Shannon Wilson’s passion for working with young people came from her experience with them during their most difficult times. As a high school student, Wilson spent time volunteering in the ER at Community North Hospital in Indianapolis, Indiana. Much of the time, she worked with children, many of whom had never visited an ER before.

“That’s where my love for working with children and youth emerged, because they were vulnerable and scared, but talking them through what’s going to happen was very helpful to them,” Wilson said.

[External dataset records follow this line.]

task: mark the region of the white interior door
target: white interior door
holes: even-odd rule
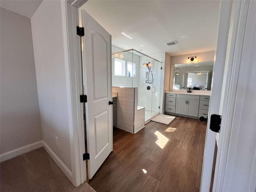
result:
[[[228,45],[229,43],[229,33],[230,32],[230,28],[232,27],[232,24],[230,24],[232,8],[232,1],[220,2],[217,49],[214,57],[215,61],[214,64],[212,81],[212,95],[210,100],[200,187],[200,191],[202,192],[209,191],[210,189],[216,135],[216,133],[211,130],[209,128],[210,115],[214,114],[222,114],[220,111],[221,106],[220,102],[223,100],[224,96],[222,84],[226,78],[224,76],[224,74],[227,73],[227,70],[225,68],[225,61],[226,54],[228,54],[227,50]]]
[[[111,36],[84,10],[83,38],[89,178],[113,149]]]

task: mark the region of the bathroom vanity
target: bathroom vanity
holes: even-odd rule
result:
[[[198,119],[208,116],[211,92],[186,90],[166,91],[165,112],[167,114]]]

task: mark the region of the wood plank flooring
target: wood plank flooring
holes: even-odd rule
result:
[[[176,116],[135,134],[114,128],[113,151],[89,184],[97,192],[198,192],[206,126]]]

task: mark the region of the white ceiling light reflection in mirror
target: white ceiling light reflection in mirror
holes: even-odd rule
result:
[[[170,56],[214,50],[218,0],[93,0],[84,9],[112,36],[113,45]],[[132,37],[129,39],[124,32]],[[176,40],[177,44],[164,43]]]

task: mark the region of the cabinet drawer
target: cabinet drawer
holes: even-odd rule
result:
[[[208,110],[199,109],[198,110],[198,117],[202,116],[206,118],[208,116]]]
[[[175,113],[175,106],[173,105],[165,105],[165,111],[169,113]]]
[[[210,96],[200,96],[200,100],[204,100],[205,101],[210,100]]]
[[[176,98],[176,94],[173,94],[172,93],[166,93],[166,97],[172,97]]]
[[[199,109],[208,110],[209,109],[209,101],[200,100]]]
[[[177,94],[176,97],[182,99],[196,99],[197,100],[199,100],[200,99],[200,96],[199,95],[185,95],[183,94]]]
[[[166,97],[165,100],[165,104],[170,105],[175,105],[176,104],[176,98]]]

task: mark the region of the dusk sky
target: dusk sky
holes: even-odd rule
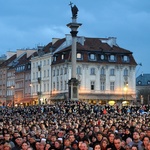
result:
[[[133,52],[136,76],[150,73],[150,0],[72,0],[78,9],[79,36],[116,37]],[[69,0],[0,0],[0,55],[47,45],[70,33]]]

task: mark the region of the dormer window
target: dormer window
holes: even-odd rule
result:
[[[110,56],[109,56],[109,60],[110,60],[110,61],[115,61],[115,55],[110,55]]]
[[[124,61],[124,62],[129,62],[129,57],[128,57],[128,56],[126,56],[126,55],[125,55],[125,56],[123,56],[123,61]]]
[[[90,57],[90,60],[95,60],[96,59],[95,54],[90,54],[89,57]]]

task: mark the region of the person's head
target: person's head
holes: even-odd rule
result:
[[[144,146],[147,146],[148,143],[150,142],[150,138],[147,135],[145,135],[142,139],[142,142]]]
[[[140,134],[138,131],[133,132],[133,141],[138,141],[140,139]]]
[[[61,147],[61,141],[56,140],[54,143],[55,148],[60,148]]]
[[[103,135],[102,135],[101,132],[97,132],[96,137],[97,137],[97,140],[98,140],[98,141],[101,141],[102,138],[103,138]]]
[[[27,142],[22,142],[21,148],[22,150],[26,150],[29,147],[29,144]]]
[[[11,150],[11,145],[9,143],[5,143],[3,146],[3,150]]]
[[[122,140],[120,137],[115,137],[114,138],[114,145],[116,149],[120,149],[122,146]]]
[[[87,144],[82,142],[81,145],[80,145],[80,150],[88,150]]]
[[[69,135],[69,140],[72,143],[73,141],[75,141],[75,136],[74,134]]]
[[[108,140],[107,139],[102,139],[100,145],[101,145],[102,149],[105,149],[108,145]]]
[[[72,150],[71,147],[66,147],[64,150]]]
[[[132,145],[131,150],[138,150],[138,146],[137,145]]]
[[[57,136],[56,136],[55,134],[53,134],[53,135],[51,136],[51,142],[55,142],[56,139],[57,139]]]
[[[142,140],[145,135],[145,132],[140,132],[140,140]]]
[[[114,141],[114,138],[115,138],[115,134],[114,133],[109,133],[109,135],[108,135],[108,140],[109,140],[109,142],[110,143],[113,143],[113,141]]]
[[[17,145],[21,146],[23,142],[22,137],[21,136],[16,137],[15,142],[17,143]]]
[[[32,147],[28,147],[27,150],[33,150],[33,148]]]
[[[99,143],[95,144],[93,150],[101,150],[101,145]]]
[[[130,142],[132,142],[132,138],[128,137],[128,138],[126,139],[126,144],[129,144]]]
[[[4,139],[5,139],[5,141],[9,141],[10,140],[10,134],[9,133],[5,133],[4,134]]]
[[[130,145],[126,145],[125,150],[130,150]]]
[[[45,141],[41,141],[41,142],[39,143],[39,150],[44,150],[45,145],[46,145],[46,142],[45,142]]]
[[[36,147],[36,149],[39,149],[40,148],[40,142],[35,142],[35,147]]]
[[[73,142],[72,144],[71,144],[71,147],[74,149],[74,150],[76,150],[76,149],[78,149],[78,142]]]
[[[50,147],[51,147],[51,145],[49,143],[46,143],[45,150],[49,150]]]
[[[146,135],[147,135],[148,137],[150,137],[150,128],[148,128],[148,129],[146,130]]]
[[[64,145],[65,146],[70,146],[71,145],[71,142],[68,138],[64,139]]]
[[[150,142],[147,144],[147,150],[150,150]]]

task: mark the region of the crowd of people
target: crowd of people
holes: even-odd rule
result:
[[[80,101],[1,107],[0,150],[150,150],[149,111]]]

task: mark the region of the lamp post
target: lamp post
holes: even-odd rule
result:
[[[15,94],[15,92],[14,92],[14,90],[15,90],[15,87],[14,86],[11,86],[11,89],[12,89],[12,106],[14,107],[15,106],[15,98],[14,98],[14,94]]]
[[[127,101],[128,83],[125,84],[124,91],[125,91],[125,100]]]
[[[79,81],[76,78],[76,52],[77,52],[77,29],[82,25],[81,23],[77,23],[77,13],[78,8],[76,5],[72,6],[72,3],[69,4],[71,6],[72,11],[72,22],[67,24],[67,27],[71,29],[70,33],[72,36],[72,47],[71,47],[71,79],[68,81],[69,86],[69,100],[78,100],[78,86]]]

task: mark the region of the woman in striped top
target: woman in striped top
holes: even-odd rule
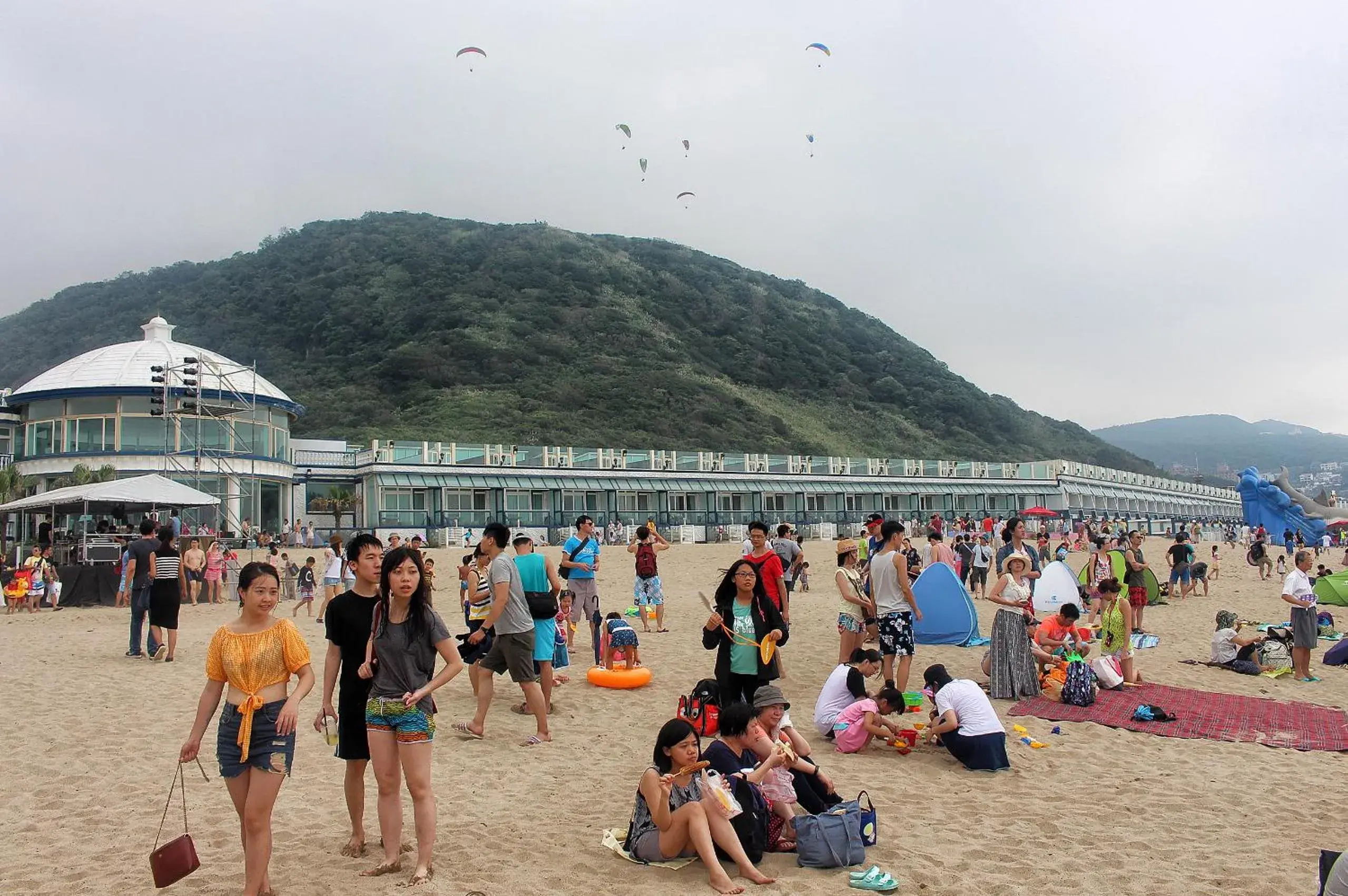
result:
[[[150,631],[159,643],[152,659],[171,663],[178,647],[178,608],[187,593],[187,581],[182,558],[174,547],[173,527],[162,527],[158,535],[159,547],[150,555]],[[167,640],[164,629],[168,629]]]

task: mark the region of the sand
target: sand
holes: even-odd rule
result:
[[[642,637],[651,686],[611,691],[584,680],[584,652],[572,683],[555,694],[554,742],[523,748],[532,719],[514,715],[519,690],[497,679],[485,741],[461,741],[449,722],[472,711],[466,675],[437,694],[441,732],[434,748],[438,804],[437,878],[422,892],[461,895],[599,893],[655,896],[710,892],[700,862],[678,870],[623,862],[600,846],[604,827],[625,827],[636,780],[650,763],[659,725],[681,693],[712,674],[698,628],[706,613],[697,591],[710,591],[733,546],[675,546],[661,556],[673,632]],[[1163,565],[1165,543],[1150,539],[1148,555]],[[600,571],[604,608],[631,604],[631,562],[608,548]],[[837,655],[837,596],[828,575],[832,546],[809,543],[813,590],[793,602],[791,641],[783,648],[782,682],[802,732],[838,790],[867,790],[879,808],[880,843],[868,861],[890,869],[905,893],[1287,893],[1314,892],[1317,850],[1343,849],[1345,759],[1254,744],[1154,737],[1089,724],[1006,718],[1010,702],[995,702],[1010,729],[1024,724],[1049,749],[1011,745],[1014,771],[957,771],[944,750],[910,756],[880,750],[838,756],[809,724],[820,684]],[[550,555],[557,555],[551,548]],[[1208,544],[1200,546],[1206,556]],[[294,551],[305,555],[305,551]],[[445,613],[453,610],[454,554],[433,551],[441,571]],[[1180,664],[1206,659],[1212,618],[1228,608],[1243,617],[1286,618],[1278,583],[1258,581],[1243,551],[1224,548],[1221,578],[1211,597],[1147,610],[1147,628],[1161,647],[1139,651],[1143,675],[1167,684],[1267,695],[1344,706],[1348,672],[1320,667],[1318,684],[1246,678]],[[1076,567],[1084,562],[1076,554]],[[1326,559],[1326,558],[1322,558]],[[1341,559],[1336,551],[1335,561]],[[1333,569],[1341,565],[1332,562]],[[992,605],[980,601],[983,632]],[[290,604],[279,613],[290,616]],[[233,614],[232,606],[186,606],[178,662],[131,660],[127,610],[70,609],[4,617],[5,725],[0,829],[0,892],[150,893],[147,856],[154,843],[178,748],[187,734],[204,682],[205,645]],[[1348,618],[1341,625],[1348,628]],[[301,631],[322,678],[322,627],[301,616]],[[945,663],[975,676],[981,649],[919,648],[915,670]],[[318,686],[321,687],[321,684]],[[302,719],[318,711],[318,687]],[[214,763],[216,725],[202,748],[210,783],[187,773],[191,831],[202,868],[174,892],[237,893],[243,881],[239,823]],[[274,815],[271,878],[284,896],[394,893],[398,878],[367,880],[357,872],[372,860],[337,856],[346,838],[341,763],[311,729],[301,732],[294,776]],[[367,830],[377,838],[373,777]],[[404,795],[407,837],[411,803]],[[181,829],[175,804],[167,835]],[[795,857],[764,860],[778,884],[763,893],[838,893],[842,870],[797,868]]]

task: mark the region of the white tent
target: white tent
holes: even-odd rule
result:
[[[190,485],[174,482],[158,473],[151,473],[150,476],[136,476],[129,480],[67,485],[63,489],[53,489],[31,497],[22,497],[18,501],[0,504],[0,513],[51,508],[57,508],[58,511],[61,508],[77,511],[89,504],[121,504],[128,508],[208,507],[220,504],[220,499],[205,492],[198,492]]]

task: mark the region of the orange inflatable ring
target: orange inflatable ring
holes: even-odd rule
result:
[[[585,680],[597,687],[616,687],[619,690],[627,690],[631,687],[650,684],[651,670],[646,666],[638,666],[636,668],[604,668],[603,666],[592,666],[590,671],[585,672]]]

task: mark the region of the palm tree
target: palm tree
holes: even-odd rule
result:
[[[324,499],[325,509],[330,511],[337,528],[341,528],[341,515],[350,512],[350,527],[356,528],[356,508],[360,507],[360,492],[352,489],[332,489]]]

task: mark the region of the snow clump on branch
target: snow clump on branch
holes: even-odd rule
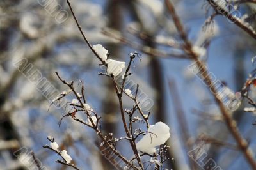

From that experience with volunteering, Wilson kept up a spirit of altruism in her life. “I’ve always been an advocate for other people,” she said. “My gift is to care for others.” Wilson has a background in providing medical care, including work as an emergency department technician. She also went on a medical trip to Ghana, where she helped set up a mobile health clinic in a rural town.

Today, she is a Clinical Research Specialist in the Department of Pediatrics at Indiana University School of Medicine. Through this role, she works on Consent 2.0’s ATN 150 study that explores the consent process for adolescent participants who are engaged in biomedical HIV prevention trials. The study also considers the consent process from the perspective of parents. The project looks at adolescents’ willingness to participate in biomedical HIV prevention trials and the willingness of parents to support them in the trials.

“The Consent study is important in a variety of ways,” Wilson said. “This is a very different study valuing youth opinions. It’s a very innovative, incredible project that helps us understand how we can avoid excluding youth who could be part of biomedical HIV prevention trials.” Wilson’s many duties include assisting with reporting, trainings, study data collection, and coordination with the review board of the study.

Through her work at the university, Wilson gained numerous mentors, including Amy Knopf, PhD, and Gregory Zimet, PhD, both from Indiana University. “Amy is great, she values my opinions and has given me great opportunities. Greg is an incredible person with great experience and patience,” she said. “My mentors push me to grow and give me more responsibilities while holding me accountable.” 

The study is currently in the field recruiting participants (read more about that here). Wilson visited the Consent 2.0 recruitment sites at Johns Hopkins University, University of Chicago, University of Colorado, and University of South Florida, and delivered training.

“I really enjoyed trying to understand the community – trying to understand the services they provide and the different types of people who were seeking care,” she said. “The sites are doing a fabulous job of providing care to those in need.”

In her downtime, Wilson enjoys horseback riding. She takes weekly lessons through a family friend who owns two horses in Indiana. “The horses are very therapeutic,” she said. “There’s something about their ability to connect with people.”